A quick sidenote just to explain the problems of cycling in Iran, there are huge expanses of nothing especially in the south east where hundreds of kms seperate village from village where any sort of accomodation is doubtful, camping is of course possible but to get out of sight of the road you have topush your bike for miles and even then it is freezing and with no chance of anything resembling water, so one must pack ones bike to overflowing point.
So where was I, oh yes, we were joining the only linking road between Kerman and Yazd and to our horror it was an 8 lane highway populated by extremely smelly trucks. After struggling in to a gale for 20km along this ro0ad and contemplating another 400 of the same we stopped took out the map and made a slight change of plan, a wussy plan if you will but I am a very grateful wuss for doing it. We put our tails between our legs and cycled back to Kerman, where we got a bus to Shiraz in the western mountains bordering with Iraq, here there seems to be a large amount of secondary roads leading to Turkey to please us and also will offer us a change of scenery from the monotinous dessert.
While I am on this anti-Iran rant I have never met a more money hungry rip off artist bunch of people who seem to do anything in their power to take your money and use the advantage of you not knowing the language and being defenceless entirely to their advantage. I am sure I will end up eating my words as what usually happens, but having heard so many great things about these people I am absolutely appalled especially after the reception I recieved in the last Islamic country. I will give you an example, the only time we were ever ripped off in Pakistan by a few cents at a street stall, a crowd of people who were there started complaining and shouting at the vendor and calling him cheat untill he gave our correct change, here after already paying through our teeth for the privalage of putting our bikes in the luggage hold of the bus to Shiraz midway through the journey they started to demand more, we of course refused but to get us back they demanded us to leave the bus 23km from the centre of Shiraz at 11 o'clock at night, the whole bus was watching this but no-one did anything, I could not believe it.
The photos I am publishing are of Persepolis about 40km from Shiraz where about 2500 years ago Darius and Xerxes used to welcome visiting dignities to their land until Alexander the Great raised it to the ground. It was quite incredible to see and really very inspiring but as i am sure you can tell I will need alot more then this to remove this bitter taste from my mouth.

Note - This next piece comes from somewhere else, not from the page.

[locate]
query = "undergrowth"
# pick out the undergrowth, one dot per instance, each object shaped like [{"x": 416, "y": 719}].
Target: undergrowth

Hopefully the cure for this bitterness is get the hell out the cities and get on your bike, which is what we will be doing as of tomorow morning, we are going to go camping in the mountains for a few days on an abstract route to Esfahan which will hopefully introduce us to a higher class of Iranians. This all depends if I can fix Rocanante who is not in the best of shape, our explosive diarrhoea which has been attacking us for the past few days subsides and the rain and snow lets off for a while.
That is all from a very disgruntled Will in Shiraz who may offer this piece to the Iranian tourist board or more likely the Department of Defence in Washington!!